The reason for this is simple psychology.  You have to return to basics with your dog.  You have to remind your dog that he is a dog and you are the leader in your home.  Sleeping in the bed with you is a privilege.  It is not something that he, as a dog, is entitled to without your permission.

Along with removing his bed privileges you will need to take away other privileges from your dog to lower his status.  He will need to wait to eat until after you have eaten.  He should not enter rooms before you do, for example.  If your dog is showing signs of aggression to you and or other family members he is probably asserting himself over you in many small ways in the house.  You will need to reassert yourself.

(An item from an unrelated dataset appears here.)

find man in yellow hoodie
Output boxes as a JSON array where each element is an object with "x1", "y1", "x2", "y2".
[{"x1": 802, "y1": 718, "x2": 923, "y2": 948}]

Don’t try to force an issue in a way that could put you in any danger.  But in small ways, in interacting with your dog throughout the day, do things to remind him that you are in charge.  Teach your dog some obedience lessons.  Teach him to sit before feeding him.  Teach him to sit at the door before letting him go out.  All of these small lessons remind your dog that he is dependent on you for all the good things in his life.  They help you re-establish your authority.

Keep in mind that you should not try to take a toy or food away from your dog, especially if he is having problems with aggression.  Your dog may have issues with giving things up or with guarding things.

If you think that your dog’s aggression presents a danger or if making these small changes does not help, don’t hesitate to seek out a professional dog trainerAggression can be a serious problem and may need more help.

Remember, if your dog does begin to show aggression toward you or other family members make a bed for him on the floor or in his crate and do not let him sleep in your bed for the time being.  He will need to be reminded of his role in the household.  The mere physical position of him on the floor and you up higher, in the bed, makes your point.

There is no rule that says you have to allow your dog to sleep in your bed.  Many longtime, devoted dog owners have dog beds in their bedroom or have their dogs sleeping in crates in the house.  What’s most important is that you and your dog have a comfortable relationship that fits your lifestyle.